That hasn't stopped lawmakers from lining up to collect IOUs from the White House. "Obviously we're working very hard to address their concerns," says Assistant Trade Representative Matt Niemeyer. But an examination of the deals by BusinessWeek shows they aren't exactly being etched in stone. Take an elaborate bargain offered by the Administration to win the votes of Senators Norm Coleman (R-Minn.) and Senate Agricultural Committee Chairman Saxby Chambliss (R-Ga.). Because CAFTA would relax the import quota on sugar, it's unpopular with America's sugar beet and cane farmers. So Agriculture Secretary Mike Johanns offered up a smorgasbord of sweeteners: The government would either buy up the offending sugar coming from Central America and turn it into ethanol, pay sugar cane farmers in CAFTA countries not to ship their product to America, or ship surplus U.S. crops to Central America free of charge if producers there would refrain from exporting additional sugar to the U.S.

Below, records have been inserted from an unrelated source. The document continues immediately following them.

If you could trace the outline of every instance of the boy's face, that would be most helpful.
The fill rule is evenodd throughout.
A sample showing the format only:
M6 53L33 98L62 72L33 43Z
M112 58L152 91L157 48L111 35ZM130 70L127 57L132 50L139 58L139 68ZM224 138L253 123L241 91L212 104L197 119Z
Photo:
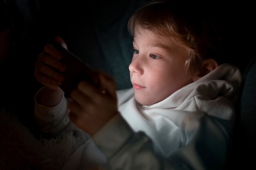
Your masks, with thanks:
M129 69L136 100L148 105L193 82L195 74L186 72L185 61L189 52L185 47L171 38L150 36L149 31L138 31Z

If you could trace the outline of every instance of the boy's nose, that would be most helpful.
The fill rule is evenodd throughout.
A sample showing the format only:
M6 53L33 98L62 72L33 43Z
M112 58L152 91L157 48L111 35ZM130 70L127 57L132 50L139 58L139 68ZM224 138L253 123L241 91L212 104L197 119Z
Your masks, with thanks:
M132 61L129 66L129 70L131 72L141 75L143 74L142 64L142 61L140 60L140 56L138 56Z

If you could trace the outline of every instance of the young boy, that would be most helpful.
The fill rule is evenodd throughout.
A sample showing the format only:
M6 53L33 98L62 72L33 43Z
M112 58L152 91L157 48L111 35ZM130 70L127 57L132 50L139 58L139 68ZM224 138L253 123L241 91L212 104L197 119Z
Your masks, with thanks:
M63 72L65 66L58 51L46 45L34 72L44 86L35 96L42 130L88 133L111 169L223 168L241 74L233 65L219 65L222 56L214 23L195 16L192 9L181 9L154 2L130 19L130 89L116 92L113 79L100 73L104 89L81 81L67 105L59 87L65 78L51 68ZM60 38L56 41L66 47ZM79 148L63 168L83 164L90 157L83 154L97 149L85 148Z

Trouble is, the Administration may not be able to keep those promises. According to the nonpartisan Congressional Research Service, it's unlikely the Administration has the authority for those gambits. Not only that, the American Sugar Alliance, a farmer's group which likens Johann's deal to "putting a Band-Aid on a gunshot wound," estimates that the U.S. government would lose $1.51 for each gallon of ethanol produced from sugar. Coleman, disappointed the deal won no praise from Minnesota sugar beet growers, laments, "We came away from the table thinking that we got just what we asked for."
Everyone here at 3WN sincerely hopes that from now on, Smilin' Norm always gets exactly what he deserves.